Aurore Bergé, élue dans les Yvelines : "Mentir sur les méthodes de l'IVG, je trouve cela intolérable"

Aurore Bergé est élue Les Républicains à Magny-les-Hameaux (Yvelines) et dans l'agglomération de Saint-Quentin-en-Yvelines. Elle a fait parler d'elle en marge des débats parlementaires sur la proposition de loi sur l'extension du délit d'entrave à l'IVG. Elle avait aussi son mot à dire sur l'affaire Denis Baupin. On a rencontré cette femme de 30 ans qui se bat contre la misogynie en politique.

Propos recueillis par Emma Levy

Le 30 novembre 2016, vous avez contacté le numéro vert du site IVG.net pour dénoncer la désinformation sur l'Interruption volontaire de grossesse (IVG) pratiquée, selon vous, par ce site internet. Vous avez dit que vous souhaitiez avorter. La personne qui vous a répondu a tenté de vous convaincre ne pas le faire. Puis vous avez raconté cette expérience sur Facebook, et IVG.net a porté plainte contre vous pour diffamation. Regrettez-vous votre démarche ?
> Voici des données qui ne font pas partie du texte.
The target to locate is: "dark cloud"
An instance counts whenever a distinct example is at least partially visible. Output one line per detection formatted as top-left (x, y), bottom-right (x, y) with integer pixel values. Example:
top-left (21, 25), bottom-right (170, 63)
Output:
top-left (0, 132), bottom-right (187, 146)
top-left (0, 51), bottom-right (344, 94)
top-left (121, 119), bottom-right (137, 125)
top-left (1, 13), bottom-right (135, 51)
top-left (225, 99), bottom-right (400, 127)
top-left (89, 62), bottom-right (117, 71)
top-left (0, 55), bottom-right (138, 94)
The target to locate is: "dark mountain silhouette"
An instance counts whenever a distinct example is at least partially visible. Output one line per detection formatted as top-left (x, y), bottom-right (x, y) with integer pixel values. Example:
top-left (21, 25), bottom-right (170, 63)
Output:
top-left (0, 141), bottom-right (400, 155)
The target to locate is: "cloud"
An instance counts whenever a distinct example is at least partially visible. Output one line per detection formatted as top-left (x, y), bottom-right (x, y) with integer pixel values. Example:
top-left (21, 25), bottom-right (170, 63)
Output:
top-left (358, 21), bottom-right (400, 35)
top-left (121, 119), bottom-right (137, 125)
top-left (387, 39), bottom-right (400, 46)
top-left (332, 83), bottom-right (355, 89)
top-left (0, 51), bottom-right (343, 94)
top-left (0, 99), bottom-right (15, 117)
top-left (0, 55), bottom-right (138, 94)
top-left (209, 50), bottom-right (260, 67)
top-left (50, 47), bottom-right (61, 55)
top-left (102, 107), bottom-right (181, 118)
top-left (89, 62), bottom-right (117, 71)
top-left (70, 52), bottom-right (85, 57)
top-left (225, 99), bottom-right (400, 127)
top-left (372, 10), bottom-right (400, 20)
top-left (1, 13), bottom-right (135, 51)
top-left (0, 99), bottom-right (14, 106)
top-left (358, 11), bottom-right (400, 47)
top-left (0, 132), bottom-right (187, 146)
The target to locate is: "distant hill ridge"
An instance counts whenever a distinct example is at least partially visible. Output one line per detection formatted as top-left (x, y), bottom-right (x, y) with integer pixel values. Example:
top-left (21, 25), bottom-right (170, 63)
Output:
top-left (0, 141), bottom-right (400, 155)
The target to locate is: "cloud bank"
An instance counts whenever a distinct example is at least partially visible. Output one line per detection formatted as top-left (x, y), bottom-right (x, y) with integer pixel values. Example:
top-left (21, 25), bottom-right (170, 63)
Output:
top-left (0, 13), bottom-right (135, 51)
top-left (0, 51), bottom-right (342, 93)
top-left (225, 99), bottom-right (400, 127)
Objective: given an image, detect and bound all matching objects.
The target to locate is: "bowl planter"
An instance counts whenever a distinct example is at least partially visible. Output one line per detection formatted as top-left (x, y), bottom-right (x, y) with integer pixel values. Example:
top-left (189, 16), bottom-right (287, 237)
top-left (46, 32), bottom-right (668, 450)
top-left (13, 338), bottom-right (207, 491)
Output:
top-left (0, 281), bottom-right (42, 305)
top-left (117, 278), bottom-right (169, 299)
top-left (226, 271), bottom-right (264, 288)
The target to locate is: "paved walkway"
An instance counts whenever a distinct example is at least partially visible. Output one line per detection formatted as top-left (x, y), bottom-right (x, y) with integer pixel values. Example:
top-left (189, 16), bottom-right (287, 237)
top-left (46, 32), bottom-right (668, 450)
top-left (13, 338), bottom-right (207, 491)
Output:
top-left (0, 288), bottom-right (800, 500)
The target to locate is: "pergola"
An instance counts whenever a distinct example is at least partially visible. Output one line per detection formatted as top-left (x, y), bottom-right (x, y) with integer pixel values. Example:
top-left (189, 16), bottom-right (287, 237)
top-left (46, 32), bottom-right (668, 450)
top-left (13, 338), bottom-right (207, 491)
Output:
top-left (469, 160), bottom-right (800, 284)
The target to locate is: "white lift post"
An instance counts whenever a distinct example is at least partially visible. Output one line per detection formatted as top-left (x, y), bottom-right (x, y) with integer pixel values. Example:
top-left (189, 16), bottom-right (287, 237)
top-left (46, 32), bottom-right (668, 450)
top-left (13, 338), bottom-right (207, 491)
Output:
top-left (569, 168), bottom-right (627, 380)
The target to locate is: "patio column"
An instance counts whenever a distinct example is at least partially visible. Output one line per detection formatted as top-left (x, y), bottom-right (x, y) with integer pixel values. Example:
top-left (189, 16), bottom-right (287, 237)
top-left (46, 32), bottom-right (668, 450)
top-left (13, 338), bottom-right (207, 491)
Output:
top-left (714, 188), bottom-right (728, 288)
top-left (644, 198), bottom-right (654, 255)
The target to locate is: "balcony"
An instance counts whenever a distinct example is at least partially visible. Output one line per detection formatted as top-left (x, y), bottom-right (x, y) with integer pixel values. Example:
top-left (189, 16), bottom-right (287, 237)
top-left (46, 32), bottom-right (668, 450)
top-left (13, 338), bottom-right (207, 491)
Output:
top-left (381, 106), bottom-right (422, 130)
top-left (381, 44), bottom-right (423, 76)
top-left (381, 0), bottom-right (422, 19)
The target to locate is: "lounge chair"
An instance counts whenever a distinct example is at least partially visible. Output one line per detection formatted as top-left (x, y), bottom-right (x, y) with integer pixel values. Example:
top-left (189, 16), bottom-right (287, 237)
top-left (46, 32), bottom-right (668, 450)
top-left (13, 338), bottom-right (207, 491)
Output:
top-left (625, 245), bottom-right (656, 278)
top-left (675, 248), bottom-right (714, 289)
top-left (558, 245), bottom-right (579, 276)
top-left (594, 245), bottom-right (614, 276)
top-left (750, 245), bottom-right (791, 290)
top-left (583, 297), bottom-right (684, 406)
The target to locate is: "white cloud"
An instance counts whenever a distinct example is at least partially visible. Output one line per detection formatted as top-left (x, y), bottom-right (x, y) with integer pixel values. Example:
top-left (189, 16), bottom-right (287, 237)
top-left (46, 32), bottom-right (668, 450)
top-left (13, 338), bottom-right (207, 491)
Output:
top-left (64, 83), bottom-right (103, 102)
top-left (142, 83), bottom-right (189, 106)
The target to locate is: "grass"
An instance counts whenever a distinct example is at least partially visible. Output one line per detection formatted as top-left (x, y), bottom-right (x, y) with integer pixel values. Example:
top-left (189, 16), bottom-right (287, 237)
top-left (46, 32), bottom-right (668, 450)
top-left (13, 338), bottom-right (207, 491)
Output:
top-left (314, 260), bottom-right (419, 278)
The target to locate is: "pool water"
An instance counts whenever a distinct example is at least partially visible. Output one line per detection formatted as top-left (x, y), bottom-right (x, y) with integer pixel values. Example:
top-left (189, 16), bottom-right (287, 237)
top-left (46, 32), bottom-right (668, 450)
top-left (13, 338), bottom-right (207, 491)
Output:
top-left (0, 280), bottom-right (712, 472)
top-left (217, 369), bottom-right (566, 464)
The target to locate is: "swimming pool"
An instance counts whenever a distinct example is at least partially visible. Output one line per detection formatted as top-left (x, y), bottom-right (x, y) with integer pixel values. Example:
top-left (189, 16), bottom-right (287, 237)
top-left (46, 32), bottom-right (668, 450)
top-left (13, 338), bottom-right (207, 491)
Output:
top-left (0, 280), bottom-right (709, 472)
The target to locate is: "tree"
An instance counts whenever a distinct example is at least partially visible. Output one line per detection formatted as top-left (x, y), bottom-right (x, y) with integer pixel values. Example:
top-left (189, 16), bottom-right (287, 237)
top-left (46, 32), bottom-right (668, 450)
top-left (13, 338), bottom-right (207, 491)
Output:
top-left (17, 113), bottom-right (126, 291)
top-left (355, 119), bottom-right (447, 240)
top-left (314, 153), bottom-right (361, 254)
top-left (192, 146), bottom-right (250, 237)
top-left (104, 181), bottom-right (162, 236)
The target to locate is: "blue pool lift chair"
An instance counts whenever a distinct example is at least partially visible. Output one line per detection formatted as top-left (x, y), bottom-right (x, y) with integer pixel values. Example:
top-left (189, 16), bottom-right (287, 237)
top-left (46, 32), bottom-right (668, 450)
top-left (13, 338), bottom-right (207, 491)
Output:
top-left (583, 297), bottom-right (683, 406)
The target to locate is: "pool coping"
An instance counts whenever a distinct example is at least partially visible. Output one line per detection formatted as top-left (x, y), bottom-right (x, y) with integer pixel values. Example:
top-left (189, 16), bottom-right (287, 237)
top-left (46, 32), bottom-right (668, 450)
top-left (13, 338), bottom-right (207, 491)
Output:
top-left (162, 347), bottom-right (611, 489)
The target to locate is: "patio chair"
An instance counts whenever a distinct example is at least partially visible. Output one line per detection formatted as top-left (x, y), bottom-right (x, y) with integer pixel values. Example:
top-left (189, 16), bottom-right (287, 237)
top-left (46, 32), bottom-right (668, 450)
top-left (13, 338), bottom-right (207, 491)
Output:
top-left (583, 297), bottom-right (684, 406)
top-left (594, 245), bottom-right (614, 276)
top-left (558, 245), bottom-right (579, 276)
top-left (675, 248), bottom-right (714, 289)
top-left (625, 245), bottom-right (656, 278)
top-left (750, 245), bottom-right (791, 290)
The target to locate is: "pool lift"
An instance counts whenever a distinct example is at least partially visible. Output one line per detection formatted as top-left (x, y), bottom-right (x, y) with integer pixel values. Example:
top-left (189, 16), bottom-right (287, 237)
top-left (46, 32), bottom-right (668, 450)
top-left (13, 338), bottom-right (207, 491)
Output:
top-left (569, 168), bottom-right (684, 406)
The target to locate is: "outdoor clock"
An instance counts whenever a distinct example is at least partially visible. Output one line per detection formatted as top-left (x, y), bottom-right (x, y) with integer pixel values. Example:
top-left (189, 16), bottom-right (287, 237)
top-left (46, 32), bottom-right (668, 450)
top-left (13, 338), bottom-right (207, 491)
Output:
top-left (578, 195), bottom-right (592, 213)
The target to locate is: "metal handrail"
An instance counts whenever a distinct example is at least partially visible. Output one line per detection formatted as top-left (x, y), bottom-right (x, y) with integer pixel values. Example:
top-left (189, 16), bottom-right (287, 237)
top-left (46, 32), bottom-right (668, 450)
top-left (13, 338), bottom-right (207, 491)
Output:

Aurore Bergé : Non, je ne regrette absolument pas ! Je n'ai encore rien reçu à propos de cette plainte ! Je n'ai pas eu de nouvelles et je ne suis pas inquiète. C'est le procureur qui va décider de la suite.

Le problème de ce site est qu'il ne donne pas d'infos, justement. Il prétend le faire, plutôt à des femmes vulnérables. Leur premier réflexe est de taper IVG ou Avortement dans le moteur de recherche Google. Ce site internet apparaît dans les premiers résultats. Il se présente comme un site quasiment officiel et propose une aide dans les démarches. C'est ce qu'on appelle le délit d'entrave numérique. Avant, on empêchait l'accès à des centres médicaux ou on dénonçait les médecins qui pratiquaient des avortements. Aujourd'hui, on ne fait plus ça, mais on biaise, on cache les infos.

Donc j'ai fait le test, j'ai appelé le numéro indiqué sur le site en disant que j'étais enceinte et que je voulais avorter, en le répétant plusieurs fois. Tout au long de la conversation, on m'a fait un discours culpabilisant. Les infos que j'ai reçues étaient biaisées ou fausses. On m'a dit que je risquais de devenir stérile, que mon couple n'allait pas survivre, que j'allais avoir des séquelles psychologiques extrêmement graves et qu'ils ne pouvaient pas se prononcer sur les séquelles médicales, mais qu'il y en aurait probablement. Tout ça en 18 minutes.

Mais moi, je ne suis pas la cible de ces sites. Si demain ça m'arrive, je sais quoi faire, je peux en parler facilement. Ce site vise les jeunes filles ou jeunes femmes en détresse. Ma filleule de 13 ans a vu ça sur Facebook, elle a été très énervée et a voulu appeler. Avec sa mère, elle a enregistré l'appel qui dure 30 minutes. Elle se présente, dit qu'elle a 13 ans et qu'elle est enceinte.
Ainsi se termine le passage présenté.